Profound cellular defects attribute to muscular pathogenesis in the rhesus monkey model of Duchenne muscular dystrophy.

Duchenne muscular dystrophy (DMD) is a progressive muscle-wasting disease caused by mutations in the DMD gene. Muscle fibers rely on the coordination of multiple cell types for repair and regenerative capacity. To elucidate the cellular and molecular changes in these cell types under pathologic conditions, we generated a rhesus monkey model for DMD that displays progressive muscle deterioration and impaired motor function, mirroring human conditions.
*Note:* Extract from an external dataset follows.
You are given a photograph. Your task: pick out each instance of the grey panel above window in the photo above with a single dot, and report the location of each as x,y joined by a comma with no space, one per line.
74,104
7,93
By leveraging these DMD monkeys, we analyzed freshly isolated muscle tissues using single-cell RNA sequencing (scRNA-seq). Our analysis revealed changes in immune cell landscape, a reversion of lineage progressing directions in fibrotic fibro-adipogenic progenitors (FAPs), and TGF-ß resistance in FAPs and muscle stem cells (MuSCs). Furthermore, MuSCs displayed cell-intrinsic defects, leading to differentiation deficiencies. Our study provides important insights into the pathogenesis of DMD, offering a valuable model and dataset for further exploration of the underlying mechanisms, and serves as a suitable platform for developing and evaluating therapeutic interventions.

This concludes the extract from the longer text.